Apport maximal tolérable Quantité journalière chronique d’un nutriment sans risque connu, fixée par l’EFSA et utilisée par l’OSAV.
Vitamines liposolubles Vitamines A, D, E et K, stockées dans les tissus hépatique et adipeux, à risque d’accumulation toxique.
Tox Info Suisse Service national d’information toxicologique (numéro 145) qui collecte les cas d’intoxication, dont ceux liés aux compléments.
Hypervitaminose État d’intoxication causé par un apport excessif et prolongé d’une vitamine, surtout liposoluble.

Points essentiels

  • L’EFSA fixe la limite supérieure du rétinol à 3 000 µg quotidiens pour les adultes, y compris les femmes enceintes (Turck et al., 2024).
  • Près de 30 % des adultes suisses consomment au moins un complément alimentaire ; l’enquête OSAV 2023 a documenté des dépassements de l’UL pour la vitamine A, la vitamine B6 et le zinc.
  • La vitamine D fait l’objet de cas d’hypercalcémie sévère documentés, jusqu’à 594 ng/mL chez un adolescent ayant cumulé un an de surdosage volontaire (Gordon et al., 2025).
  • Tox Info Suisse a reçu environ 1 200 demandes liées aux compléments et produits sportifs entre 2014 et 2019, dont la majorité concernait des ingestions accidentelles chez le jeune enfant.
Pictogramme rouge d'alerte au surdosage médicamenteux et boîte de gélules ouverte sur fond sombre
Le surdosage chronique en composés liposolubles et minéraux est l’effet indésirable le plus signalé par les centres de nutrivigilance européens.
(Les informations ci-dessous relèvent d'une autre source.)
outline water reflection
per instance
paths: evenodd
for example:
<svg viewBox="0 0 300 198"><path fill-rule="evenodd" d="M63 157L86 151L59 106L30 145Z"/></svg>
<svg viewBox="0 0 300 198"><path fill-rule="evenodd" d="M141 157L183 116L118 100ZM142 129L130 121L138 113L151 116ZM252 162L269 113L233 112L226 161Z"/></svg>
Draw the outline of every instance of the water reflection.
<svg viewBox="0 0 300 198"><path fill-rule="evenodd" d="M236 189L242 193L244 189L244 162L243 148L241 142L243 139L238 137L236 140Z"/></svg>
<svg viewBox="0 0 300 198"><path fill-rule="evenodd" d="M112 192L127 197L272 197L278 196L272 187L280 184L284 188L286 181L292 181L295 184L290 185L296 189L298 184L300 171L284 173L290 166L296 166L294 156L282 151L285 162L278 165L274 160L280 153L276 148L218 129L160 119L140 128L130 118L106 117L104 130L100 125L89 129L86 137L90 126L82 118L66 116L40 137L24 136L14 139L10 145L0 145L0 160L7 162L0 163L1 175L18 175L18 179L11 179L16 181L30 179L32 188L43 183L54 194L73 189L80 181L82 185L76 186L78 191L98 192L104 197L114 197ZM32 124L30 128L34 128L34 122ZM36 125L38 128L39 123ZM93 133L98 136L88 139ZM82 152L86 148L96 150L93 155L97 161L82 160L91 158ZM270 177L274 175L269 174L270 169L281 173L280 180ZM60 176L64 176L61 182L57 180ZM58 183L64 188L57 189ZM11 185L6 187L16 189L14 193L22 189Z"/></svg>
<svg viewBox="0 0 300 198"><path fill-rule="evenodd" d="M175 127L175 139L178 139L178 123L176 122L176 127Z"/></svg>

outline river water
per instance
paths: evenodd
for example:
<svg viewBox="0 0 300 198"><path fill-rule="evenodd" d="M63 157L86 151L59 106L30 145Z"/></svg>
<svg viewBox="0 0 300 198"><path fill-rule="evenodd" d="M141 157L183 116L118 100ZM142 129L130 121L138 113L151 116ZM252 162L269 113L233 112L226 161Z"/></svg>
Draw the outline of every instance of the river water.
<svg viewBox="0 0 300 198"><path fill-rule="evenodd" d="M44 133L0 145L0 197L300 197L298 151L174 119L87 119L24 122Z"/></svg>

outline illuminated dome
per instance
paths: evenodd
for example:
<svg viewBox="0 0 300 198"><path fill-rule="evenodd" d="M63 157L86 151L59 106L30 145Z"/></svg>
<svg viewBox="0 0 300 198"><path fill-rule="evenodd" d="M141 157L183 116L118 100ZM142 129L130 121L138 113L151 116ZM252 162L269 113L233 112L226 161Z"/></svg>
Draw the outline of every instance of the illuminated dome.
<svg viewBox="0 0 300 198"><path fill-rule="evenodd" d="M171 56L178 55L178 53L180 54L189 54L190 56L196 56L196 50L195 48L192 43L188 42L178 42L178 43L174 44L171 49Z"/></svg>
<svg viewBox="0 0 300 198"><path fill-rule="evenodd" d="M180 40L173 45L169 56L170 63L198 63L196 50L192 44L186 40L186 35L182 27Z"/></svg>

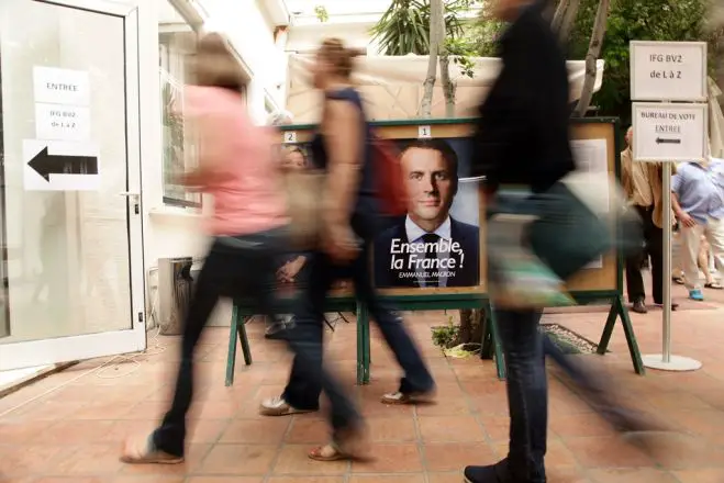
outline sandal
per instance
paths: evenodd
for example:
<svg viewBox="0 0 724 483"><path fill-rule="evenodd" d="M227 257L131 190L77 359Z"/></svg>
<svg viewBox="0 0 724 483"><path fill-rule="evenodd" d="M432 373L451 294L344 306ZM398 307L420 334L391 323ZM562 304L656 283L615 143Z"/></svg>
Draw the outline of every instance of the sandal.
<svg viewBox="0 0 724 483"><path fill-rule="evenodd" d="M298 409L281 396L268 398L259 405L261 416L291 416L292 414L313 413L314 411L316 409Z"/></svg>
<svg viewBox="0 0 724 483"><path fill-rule="evenodd" d="M382 404L430 404L432 403L434 396L434 390L411 393L396 391L393 393L387 393L382 395L380 402Z"/></svg>
<svg viewBox="0 0 724 483"><path fill-rule="evenodd" d="M167 453L156 448L153 435L145 439L126 441L121 454L121 462L129 464L178 464L183 457Z"/></svg>

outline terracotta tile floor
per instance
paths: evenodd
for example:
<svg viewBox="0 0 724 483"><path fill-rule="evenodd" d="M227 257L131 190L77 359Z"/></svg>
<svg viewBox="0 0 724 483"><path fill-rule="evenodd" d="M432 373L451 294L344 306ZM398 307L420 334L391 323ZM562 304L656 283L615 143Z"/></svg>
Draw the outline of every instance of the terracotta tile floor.
<svg viewBox="0 0 724 483"><path fill-rule="evenodd" d="M684 296L680 288L678 296ZM632 314L644 353L660 350L660 311ZM605 322L600 311L546 315L592 340ZM430 338L442 313L410 315L408 324L439 384L436 405L386 407L398 369L377 333L372 381L356 387L355 327L339 323L327 340L328 360L353 391L376 441L367 464L316 463L305 451L323 442L318 415L265 419L258 401L283 386L289 358L278 342L249 328L254 364L237 366L224 387L227 329L210 329L199 350L198 403L190 415L187 462L175 467L119 463L123 438L149 430L164 411L176 339L151 341L147 355L78 364L0 400L2 483L447 483L460 469L490 463L506 451L505 387L490 361L444 358ZM579 356L615 378L626 400L670 423L677 433L644 453L603 425L556 369L550 370L547 468L553 483L724 482L724 304L684 302L673 315L673 351L703 361L691 373L633 373L621 328L605 357ZM103 363L105 362L105 366Z"/></svg>

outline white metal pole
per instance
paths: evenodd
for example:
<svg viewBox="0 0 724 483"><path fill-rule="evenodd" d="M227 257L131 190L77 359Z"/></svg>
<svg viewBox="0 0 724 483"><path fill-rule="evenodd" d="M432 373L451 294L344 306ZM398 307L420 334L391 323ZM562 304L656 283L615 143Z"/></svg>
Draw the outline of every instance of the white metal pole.
<svg viewBox="0 0 724 483"><path fill-rule="evenodd" d="M664 204L664 330L662 360L671 362L671 162L664 162L662 204Z"/></svg>
<svg viewBox="0 0 724 483"><path fill-rule="evenodd" d="M643 356L644 366L662 371L695 371L701 362L688 357L671 355L671 161L665 161L662 168L661 200L664 204L664 321L662 321L662 351Z"/></svg>

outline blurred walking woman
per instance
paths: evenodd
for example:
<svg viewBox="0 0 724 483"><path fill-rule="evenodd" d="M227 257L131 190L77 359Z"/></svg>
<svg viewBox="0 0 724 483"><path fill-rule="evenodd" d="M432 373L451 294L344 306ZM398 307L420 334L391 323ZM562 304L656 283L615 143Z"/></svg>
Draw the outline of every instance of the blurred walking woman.
<svg viewBox="0 0 724 483"><path fill-rule="evenodd" d="M379 325L404 375L387 404L413 403L434 390L433 379L401 317L385 306L372 289L369 247L379 231L379 212L370 150L370 126L359 93L352 87L355 53L338 40L324 41L313 67L314 87L323 91L322 122L311 143L312 159L326 170L322 246L309 259L309 279L296 325L287 339L294 352L289 383L279 397L261 403L267 416L286 416L319 409L320 393L331 405L331 443L309 456L320 461L353 459L364 447L358 409L338 382L323 369L322 339L326 293L335 279L352 278L358 299Z"/></svg>
<svg viewBox="0 0 724 483"><path fill-rule="evenodd" d="M183 461L193 351L219 299L247 297L259 313L275 312L275 257L288 218L271 134L247 115L245 80L221 35L204 36L194 61L197 85L187 87L185 108L199 128L199 167L182 182L213 195L212 242L185 321L174 401L151 436L126 442L121 459L127 463Z"/></svg>

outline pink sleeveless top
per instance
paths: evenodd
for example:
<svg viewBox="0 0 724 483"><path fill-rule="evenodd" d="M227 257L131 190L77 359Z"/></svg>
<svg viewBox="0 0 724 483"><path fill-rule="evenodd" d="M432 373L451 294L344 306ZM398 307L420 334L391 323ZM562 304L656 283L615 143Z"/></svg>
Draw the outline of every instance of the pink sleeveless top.
<svg viewBox="0 0 724 483"><path fill-rule="evenodd" d="M189 86L185 111L198 123L199 164L213 172L201 191L214 199L212 235L246 235L289 223L286 196L272 158L272 132L256 126L241 96Z"/></svg>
En Suisse, près d’un tiers de la population adulte consomme régulièrement un complément alimentaire, selon l’enquête de l’Office fédéral de la sécurité alimentaire et des affaires vétérinaires (OSAV) publiée dans le Bulletin nutritionnel suisse 2023. Cette diffusion massive multiplie les situations de cumul involontaire entre produits multivitaminés, formules ciblées et aliments enrichis. Parmi les effets secondaires des compléments alimentaires documentés par les centres antipoison européens, le surdosage chronique reste la cause la plus fréquente d’atteinte hépatique, rénale ou osseuse signalée.
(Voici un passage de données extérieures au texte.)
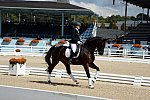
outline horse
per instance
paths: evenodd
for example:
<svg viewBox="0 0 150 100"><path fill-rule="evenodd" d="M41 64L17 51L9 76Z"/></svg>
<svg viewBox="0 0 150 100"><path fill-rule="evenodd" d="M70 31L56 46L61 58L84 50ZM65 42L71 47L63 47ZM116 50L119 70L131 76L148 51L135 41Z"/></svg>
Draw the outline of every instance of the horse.
<svg viewBox="0 0 150 100"><path fill-rule="evenodd" d="M72 59L74 65L82 65L88 77L88 87L94 88L93 83L96 81L97 76L99 74L99 67L96 66L93 62L95 60L94 51L97 50L99 55L103 55L104 48L107 39L103 39L101 37L92 37L87 39L83 44L80 44L80 53L76 59ZM71 79L76 83L79 84L77 79L72 75L70 70L70 63L69 58L65 56L65 51L68 47L66 46L52 46L45 56L45 61L48 64L48 82L51 84L51 72L53 71L54 67L61 61L65 67L68 75ZM94 78L92 79L89 72L89 67L96 69L96 73Z"/></svg>

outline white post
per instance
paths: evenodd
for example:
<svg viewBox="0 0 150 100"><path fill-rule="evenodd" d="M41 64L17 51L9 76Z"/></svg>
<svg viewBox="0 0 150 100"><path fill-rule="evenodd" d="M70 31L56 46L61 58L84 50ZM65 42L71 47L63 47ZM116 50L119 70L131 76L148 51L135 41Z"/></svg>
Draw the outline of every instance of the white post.
<svg viewBox="0 0 150 100"><path fill-rule="evenodd" d="M2 35L2 14L0 10L0 36Z"/></svg>
<svg viewBox="0 0 150 100"><path fill-rule="evenodd" d="M144 59L145 58L145 50L143 50L142 54L143 54L143 59Z"/></svg>
<svg viewBox="0 0 150 100"><path fill-rule="evenodd" d="M108 48L108 56L111 56L111 50Z"/></svg>
<svg viewBox="0 0 150 100"><path fill-rule="evenodd" d="M21 21L20 17L21 17L21 14L19 13L19 18L18 18L19 23L20 23L20 21Z"/></svg>
<svg viewBox="0 0 150 100"><path fill-rule="evenodd" d="M62 13L61 36L64 36L64 13Z"/></svg>

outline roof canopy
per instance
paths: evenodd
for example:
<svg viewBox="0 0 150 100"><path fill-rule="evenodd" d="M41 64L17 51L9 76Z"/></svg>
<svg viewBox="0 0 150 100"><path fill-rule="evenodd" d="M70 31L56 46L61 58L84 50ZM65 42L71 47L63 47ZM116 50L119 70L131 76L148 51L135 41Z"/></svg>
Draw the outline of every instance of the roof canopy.
<svg viewBox="0 0 150 100"><path fill-rule="evenodd" d="M46 12L53 14L70 14L70 15L94 15L89 9L75 6L69 3L58 3L52 1L19 1L19 0L0 0L0 9L10 10L32 10L33 12Z"/></svg>
<svg viewBox="0 0 150 100"><path fill-rule="evenodd" d="M133 5L142 7L142 8L149 8L150 9L150 0L123 0L131 3Z"/></svg>

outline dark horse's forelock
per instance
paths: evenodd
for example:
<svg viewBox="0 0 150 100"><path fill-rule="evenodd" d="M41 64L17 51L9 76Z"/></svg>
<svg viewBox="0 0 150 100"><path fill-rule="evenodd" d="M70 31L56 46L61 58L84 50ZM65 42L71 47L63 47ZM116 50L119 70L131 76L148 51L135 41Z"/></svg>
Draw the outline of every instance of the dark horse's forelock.
<svg viewBox="0 0 150 100"><path fill-rule="evenodd" d="M99 40L102 39L102 37L90 37L88 38L84 44L88 44L89 42L93 41L93 40Z"/></svg>

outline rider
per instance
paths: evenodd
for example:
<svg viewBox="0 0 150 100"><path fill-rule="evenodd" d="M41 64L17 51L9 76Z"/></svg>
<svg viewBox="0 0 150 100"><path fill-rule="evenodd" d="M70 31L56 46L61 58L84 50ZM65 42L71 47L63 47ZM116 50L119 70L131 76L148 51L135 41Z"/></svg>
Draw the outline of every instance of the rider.
<svg viewBox="0 0 150 100"><path fill-rule="evenodd" d="M71 43L71 55L70 55L70 62L72 61L72 57L74 56L75 50L73 49L76 44L80 44L80 29L81 23L74 22L73 23L73 30L71 32L71 40L69 41Z"/></svg>

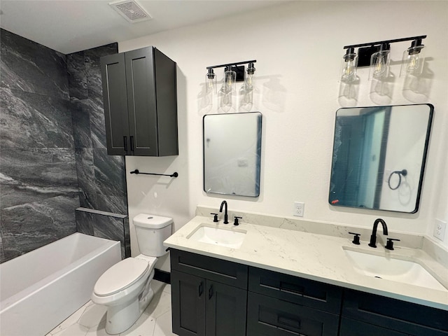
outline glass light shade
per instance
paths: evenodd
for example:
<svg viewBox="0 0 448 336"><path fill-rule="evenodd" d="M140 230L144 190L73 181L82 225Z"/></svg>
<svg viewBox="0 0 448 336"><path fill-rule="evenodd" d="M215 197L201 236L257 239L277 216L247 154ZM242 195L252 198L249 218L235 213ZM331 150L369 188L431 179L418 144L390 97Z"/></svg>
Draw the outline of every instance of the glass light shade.
<svg viewBox="0 0 448 336"><path fill-rule="evenodd" d="M400 71L400 77L406 75L421 74L425 63L424 47L421 44L421 40L416 40L405 50Z"/></svg>
<svg viewBox="0 0 448 336"><path fill-rule="evenodd" d="M253 90L255 84L255 67L253 63L250 63L247 68L247 75L244 78L244 86L246 90Z"/></svg>
<svg viewBox="0 0 448 336"><path fill-rule="evenodd" d="M379 51L374 52L370 57L370 74L369 79L382 80L389 76L391 63L390 50L382 46Z"/></svg>
<svg viewBox="0 0 448 336"><path fill-rule="evenodd" d="M205 92L206 94L216 92L216 75L214 74L213 69L210 69L205 75Z"/></svg>
<svg viewBox="0 0 448 336"><path fill-rule="evenodd" d="M341 64L341 82L351 83L356 80L356 67L358 66L358 55L354 49L347 49L346 53L342 57Z"/></svg>
<svg viewBox="0 0 448 336"><path fill-rule="evenodd" d="M227 66L224 71L224 83L221 88L223 93L232 93L236 90L237 73Z"/></svg>

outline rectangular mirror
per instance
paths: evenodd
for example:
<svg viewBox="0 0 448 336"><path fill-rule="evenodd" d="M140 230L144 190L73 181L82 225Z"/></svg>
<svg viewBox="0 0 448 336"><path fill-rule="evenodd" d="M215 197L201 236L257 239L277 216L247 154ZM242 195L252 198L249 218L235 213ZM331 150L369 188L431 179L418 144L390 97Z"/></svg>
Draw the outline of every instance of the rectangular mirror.
<svg viewBox="0 0 448 336"><path fill-rule="evenodd" d="M430 104L337 110L330 204L416 212L433 111Z"/></svg>
<svg viewBox="0 0 448 336"><path fill-rule="evenodd" d="M261 122L260 112L204 116L204 191L259 196Z"/></svg>

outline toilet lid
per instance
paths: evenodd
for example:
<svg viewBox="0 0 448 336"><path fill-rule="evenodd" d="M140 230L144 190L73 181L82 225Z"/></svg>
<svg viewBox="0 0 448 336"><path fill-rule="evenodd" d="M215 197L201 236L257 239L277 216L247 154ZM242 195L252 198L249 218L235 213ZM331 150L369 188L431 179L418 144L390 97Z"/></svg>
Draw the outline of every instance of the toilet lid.
<svg viewBox="0 0 448 336"><path fill-rule="evenodd" d="M128 258L114 265L102 275L93 289L98 296L115 294L138 281L149 267L147 262Z"/></svg>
Quels mécanismes rendent un surdosage en compléments alimentaires dangereux ?

Pourquoi les vitamines liposolubles s’accumulent-elles dans l’organisme ?

Les vitamines A, D, E et K sont stockées dans le foie et le tissu adipeux car elles ne sont pas hydrosolubles, contrairement aux vitamines du groupe B et à la vitamine C. Leur élimination urinaire est négligeable, ce qui crée un risque d’accumulation toxique lors d’apports prolongés sur une longue période, au-delà de l’apport maximal tolérable (UL). Le foie centralise le stockage du rétinol sous forme d’esters de rétinyle dans les cellules étoilées hépatiques. Au-delà de cette capacité, l’accumulation déclenche un stress oxydatif et une activation des cellules étoilées qui mène, à long terme, à une stéatose puis à une fibrose hépatique[4]. À titre d’exemple, la vitamine B6, bien qu’hydrosoluble, fait exception avec une neurotoxicité périphérique du système nerveux documentée à fortes doses prolongées, illustrant l’impact sur la santé d’une supplémentation en vitamine mal encadrée.

Comment l’auto-supplémentation conduit-elle au cumul des doses ?

La surdose résulte rarement d’un produit unique : elle provient du cumul entre plusieurs compléments, aliments enrichis et régime alimentaire normal. La majorité des consommateurs ignore que le même nutriment peut être présent dans trois produits qu’ils prennent simultanément, faute d’être correctement informés sur les ingrédients de chaque référence. L’enquête OSAV 2023, conduite auprès de 1 282 adultes suisses, a recensé 699 compléments alimentaires consommés sur sept jours ; trois participants ont dépassé l’UL pour l’acide folique, un autre pour la vitamine A par dépassement volontaire de la dose indiquée, et trois pour le zinc par cumul de plusieurs sources[1]. Tox Info Suisse a reçu environ 1 200 demandes liées aux compléments alimentaires, produits amaigrissants et aliments pour sportifs entre 2014 et 2019, avec une nette progression en fréquence d’année en année sur la période[2]. Cette consommation excessive, devenue une utilisation courante, traduit un problème de marché peu visible du grand public.

Quelles vitamines et minéraux présentent les risques de surdosage les plus documentés ?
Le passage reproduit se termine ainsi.